Chapter 1 - My Red Gym Bag and I


“60 seconds rest, Jay. Then one more set to go.” I noted myself whilst jotting down the number of reps that I was able to do in my last set. I was in the middle of completing my last workout for today, which was Hyperextension (Back extension) with 50-lbs plate.

Unlike yesterday, the gym was deserted today. There were only two other people in the gym when I did my workout.

I took a sip of water and rested myself on a bench opposite of the Hyperextension bench. Whilst taking my 60-sec rest, I couldn’t help to gaze at myself in a mirror. The gym’s entire wall is attached with mirrors.

“You’ve come a long way, Jay …” I thought to myself.

Introduction

Around 9 years ago, I was an extremely overweight young man weighing 165 kg (363 lbs) with 64 inches of waist.

I could barely walk for more than a minute at a time. My skin was rough with rashes all around. I was seen as a very unattractive man with double chin and all. I had a huge temper and was often under depression due to the environment that I was living in. Being bullied in school and outside the school yard was painfully common. I played truant a lot on my last few years in high school to avoid bullies. My outstanding curriculum went downhill due to that. Basically, my life was all round doom and gloom.

To be frank, I thought I wouldn’t live past my 20th birthday. But somehow, I did.

Something inside me woke me up and asked me to make a change.

2005 was the year I made my first move. I was 22 years old at the time.
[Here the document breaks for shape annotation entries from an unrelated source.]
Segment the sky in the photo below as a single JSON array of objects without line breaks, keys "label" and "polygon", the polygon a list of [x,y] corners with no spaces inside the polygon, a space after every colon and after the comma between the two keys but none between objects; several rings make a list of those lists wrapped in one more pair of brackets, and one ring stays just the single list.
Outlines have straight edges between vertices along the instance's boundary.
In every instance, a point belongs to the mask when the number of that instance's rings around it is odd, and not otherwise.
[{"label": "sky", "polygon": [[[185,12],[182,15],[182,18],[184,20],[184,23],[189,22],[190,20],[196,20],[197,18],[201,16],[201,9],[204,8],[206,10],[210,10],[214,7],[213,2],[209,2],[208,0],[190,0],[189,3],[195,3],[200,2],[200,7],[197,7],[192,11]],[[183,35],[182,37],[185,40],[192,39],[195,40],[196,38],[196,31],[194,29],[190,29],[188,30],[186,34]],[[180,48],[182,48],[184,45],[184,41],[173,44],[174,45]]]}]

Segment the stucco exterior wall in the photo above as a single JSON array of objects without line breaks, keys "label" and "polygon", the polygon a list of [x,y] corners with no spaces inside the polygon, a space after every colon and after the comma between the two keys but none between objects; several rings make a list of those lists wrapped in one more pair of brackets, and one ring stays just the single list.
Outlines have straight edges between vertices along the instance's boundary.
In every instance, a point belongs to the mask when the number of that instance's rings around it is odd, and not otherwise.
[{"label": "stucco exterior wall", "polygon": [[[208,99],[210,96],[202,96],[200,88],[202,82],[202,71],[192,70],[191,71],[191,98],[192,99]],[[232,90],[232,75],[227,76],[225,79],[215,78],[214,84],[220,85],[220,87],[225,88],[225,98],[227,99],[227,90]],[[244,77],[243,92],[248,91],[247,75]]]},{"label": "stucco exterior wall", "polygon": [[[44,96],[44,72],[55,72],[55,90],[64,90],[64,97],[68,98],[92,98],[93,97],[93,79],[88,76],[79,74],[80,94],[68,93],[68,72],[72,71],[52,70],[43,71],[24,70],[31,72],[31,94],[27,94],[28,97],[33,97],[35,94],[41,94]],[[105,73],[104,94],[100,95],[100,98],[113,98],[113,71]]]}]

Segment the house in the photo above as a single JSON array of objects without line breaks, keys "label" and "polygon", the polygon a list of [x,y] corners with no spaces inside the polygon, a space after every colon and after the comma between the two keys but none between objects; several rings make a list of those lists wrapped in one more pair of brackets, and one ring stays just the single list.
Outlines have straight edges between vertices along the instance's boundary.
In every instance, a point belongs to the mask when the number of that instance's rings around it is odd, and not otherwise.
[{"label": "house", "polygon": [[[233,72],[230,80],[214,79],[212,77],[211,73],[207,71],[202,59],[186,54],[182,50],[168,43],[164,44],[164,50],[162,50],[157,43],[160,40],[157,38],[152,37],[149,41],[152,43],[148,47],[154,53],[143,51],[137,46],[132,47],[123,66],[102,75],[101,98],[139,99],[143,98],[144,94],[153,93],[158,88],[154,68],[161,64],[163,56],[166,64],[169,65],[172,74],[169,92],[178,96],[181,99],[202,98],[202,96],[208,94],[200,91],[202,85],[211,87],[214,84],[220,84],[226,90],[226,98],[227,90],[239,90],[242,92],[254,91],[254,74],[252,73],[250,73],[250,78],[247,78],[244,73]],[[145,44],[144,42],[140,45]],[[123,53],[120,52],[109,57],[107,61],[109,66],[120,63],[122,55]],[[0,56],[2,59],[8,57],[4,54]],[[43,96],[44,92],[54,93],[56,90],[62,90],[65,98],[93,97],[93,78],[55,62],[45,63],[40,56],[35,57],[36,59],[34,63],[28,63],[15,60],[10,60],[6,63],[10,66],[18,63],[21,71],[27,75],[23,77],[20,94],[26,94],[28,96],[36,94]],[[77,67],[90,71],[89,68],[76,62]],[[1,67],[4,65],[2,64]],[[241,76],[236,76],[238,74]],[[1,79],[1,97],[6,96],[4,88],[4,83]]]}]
After long years of hard work, tears, sweat and sacrifice, I emerged as a new person. I have become a very fit person who lives in a healthy, positive and active lifestyle. I haven’t touched sodas, junk and fast food since year 2005. I completely lost my appetite towards junk food.

My skin glows and looks smooth, albeit stretch marks here and there. I just turned 30 on last April 16th but majority of people tend to mistake me for an early 20-year young lad. I’m not complaining though.

My face structure has entirely changed. I no longer look like the person that I was and I personally think that is a good thing. Why? I’ll keep the reasons to myself. But to let you know, I had a ‘culture shock’ for several years due to my new look.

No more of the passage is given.